Yes, I'm 36 years old, and I still have a stuffed Snoopy. I actually have one at my house, and one at my parent's house. (Pictured, above) I find myself coming home more often these days....sometimes it's for the free food (okay, it's ALWAYS for the free food) , but more often than not, it's for the comfort of unconditional love. Lately, I have been needing it more than ever.
A few days ago, I had a very difficult conversation with someone I really, really cared about. It's a guy I've been seeing/talking to for the last 6 months. I'm not even sure you can classify it as "seeing" as he lives out of state (of COURSE I met him in Vegas) and we only saw each other twice. But I'll be damned if we didn't talk in some form every day. And I'll be damned if he didn't make me laugh. He was FULL of curiosity, and always asked the cutest questions. "How was your day, on a 1-10 scale?" How was your bike ride? What was the best thing you ate today?"
I loved interacting with in. It was fun. I truly felt like I had a cheerleader. I found myself "missing him" and wanting to call him "baby." I was always scared to do that, because expressing himself emotionally was always a challenge for him.
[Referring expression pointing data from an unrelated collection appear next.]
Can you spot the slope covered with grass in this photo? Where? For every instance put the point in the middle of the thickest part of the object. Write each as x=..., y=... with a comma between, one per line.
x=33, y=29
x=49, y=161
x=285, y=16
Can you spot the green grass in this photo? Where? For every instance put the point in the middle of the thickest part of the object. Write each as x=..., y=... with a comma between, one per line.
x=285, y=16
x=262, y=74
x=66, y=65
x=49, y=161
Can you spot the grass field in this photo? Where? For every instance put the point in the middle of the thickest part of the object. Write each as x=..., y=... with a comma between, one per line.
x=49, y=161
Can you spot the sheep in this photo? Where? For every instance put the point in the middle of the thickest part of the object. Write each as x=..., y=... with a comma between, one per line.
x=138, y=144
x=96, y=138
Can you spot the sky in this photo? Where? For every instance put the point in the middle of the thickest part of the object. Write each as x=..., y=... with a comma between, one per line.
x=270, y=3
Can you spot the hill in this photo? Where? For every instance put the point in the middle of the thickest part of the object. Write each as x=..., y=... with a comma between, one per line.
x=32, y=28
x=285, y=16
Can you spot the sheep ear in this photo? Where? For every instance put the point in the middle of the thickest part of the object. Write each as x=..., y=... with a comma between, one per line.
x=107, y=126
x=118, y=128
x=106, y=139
So when I would say things like "I've been thinking about you lately" or "I miss you"- it was often met by silence. That, or a robotic compliment that felt forced.
Over time, this really ate away at my self esteem. I felt like I was pushing him to say and do things that I wanted to hear. And NO woman wants to be "that girl." Additionally, no woman wants a man who can't speak from his heart and let her know she's a priority.And so...I told him that. And it was scary. Scary because I knew I'd reached a turning point within myself. Scary because I knew our dynamic had changed, and it made me sad.
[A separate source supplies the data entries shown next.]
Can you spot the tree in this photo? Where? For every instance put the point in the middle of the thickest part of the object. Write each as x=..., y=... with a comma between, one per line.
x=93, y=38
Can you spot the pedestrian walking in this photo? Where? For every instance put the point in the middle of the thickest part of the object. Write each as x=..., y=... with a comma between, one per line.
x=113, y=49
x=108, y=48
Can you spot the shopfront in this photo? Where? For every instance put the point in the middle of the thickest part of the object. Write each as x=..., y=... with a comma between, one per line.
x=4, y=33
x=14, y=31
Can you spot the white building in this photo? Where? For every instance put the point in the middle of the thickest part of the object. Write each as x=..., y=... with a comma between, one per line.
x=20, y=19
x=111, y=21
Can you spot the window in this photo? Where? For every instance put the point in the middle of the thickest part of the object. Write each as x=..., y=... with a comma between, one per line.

"I want to say 'I love you' to someone, and I want him to say it to me", I said. "I want to share my life with someone and experience real intimacy."
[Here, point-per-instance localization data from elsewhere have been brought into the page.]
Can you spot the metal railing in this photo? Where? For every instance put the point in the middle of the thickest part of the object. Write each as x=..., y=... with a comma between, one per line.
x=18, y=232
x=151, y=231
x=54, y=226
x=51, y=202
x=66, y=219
"And you deserve all of that, Sandy" he said. "You are a beautiful and amazing person. I'm just not sure I can be the man you need me to be."
UGH. That was hard to hear.
But can I fault him? He was never dishonest with me- my feelings just outgrew our situation. And I had to honor them. That's the HARDEST part of having conversations we're afraid to have. Honoring our feelings and voicing OUTLOUD what we want.
I talked to him for 3 hours that night. It was the first time he heard me cry. In the past, I was afraid to express myself because I didn't want to make him uncomfortable. But I could no longer hold back the tears. And it felt good. It felt so good to speak from my heart, and release. I am SO grateful that he is such a good listener and was 100% present with me while o articulated my thoughts, and needs...everyone deserves to have a conversation like that.
And so, it's a little quiet in my life again. And it's weird. I can't predict the future, but I can sleep a little better knowing I said what I truly felt, and I suppose that is good enough.
Also, I heard Kelly Clarkson's "Invincible" at KOHL's yesterday and I took that as a personal sign to listen to it 22 times and then eat 2 cupcakes before going to bed. You're welcome.